I'm trying to write a function that accepts a tuple of a union type but a specific member of the union should only appear once (or not at all), e.g. [A, B, A] is valid but [A, B, A, B] is not. Ideally I could just write something like [...A[], B, ...A[]] | A[] but TypeScript doesn't allow it.
While looking for possible solutions I found this answer to a slightly different but related problem: applying a complex constraint to a tuple type. The solution basically intersects the tuple with a generic type that either resolves to unknown or never. Through the use of recursion each member of the tuple can be validated.
Unfortunately my attempt doesn't seem to work and I'm not sure why. Apparently I don't understand the solution for the linked question too well. Example code below:
type A = number;
type B = string;
type EnsureOne<Tuple, T, Seen = false> =
Tuple extends [infer Head, ...infer Tail] ?
Head extends T ?
Seen extends true ?
{ ERROR: [`Only one value of type`, T, `is allowed`] } :
EnsureOne<Tail, T, true> :
EnsureOne<Tail, T, Seen> :
unknown;
type ExpectUnknown = EnsureOne<[A, B, A], B>;
// ^? unknown
type ExpectError = EnsureOne<[A, B, A, B], B>;
// ^? { ERROR: ["Only one value of type", string, "is allowed"] }
type Union = A | B;
declare function f<const T extends readonly Union[]>(t: T & EnsureOne<T, B>): void;
const expectError = f([0, '', '']); // no error :(
When I use EnsureOne on its own it works as expected but in the intersection the constraint has no effect.

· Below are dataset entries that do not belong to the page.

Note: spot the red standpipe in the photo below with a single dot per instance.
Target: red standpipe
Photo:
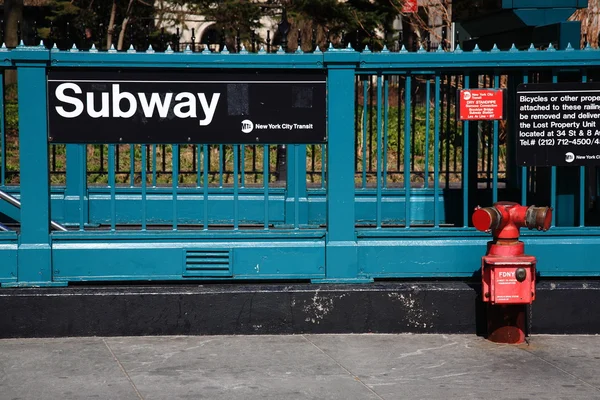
(507, 273)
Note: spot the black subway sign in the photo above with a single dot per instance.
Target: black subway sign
(186, 107)
(558, 124)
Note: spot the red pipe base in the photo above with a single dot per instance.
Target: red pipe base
(506, 323)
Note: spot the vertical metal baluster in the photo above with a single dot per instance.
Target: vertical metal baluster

Your code should either use readonly or not, but be consistent
Your f() function is generic in a const type parameter T which is constrained to the readonly array type readonly Union[]. That means when you call it like f([0, "a", "b"]) the compiler will infer the type argument for T as the readonly tuple type readonly [0, "a", "b"].
But your EnsureOne type does not expect its first type argument to be a readonly tuple. You are comparing it to the generic variadic tuple type [infer Head, ...infer Tail]. Those don't match. So it becomes unknown and nothing gets rejected.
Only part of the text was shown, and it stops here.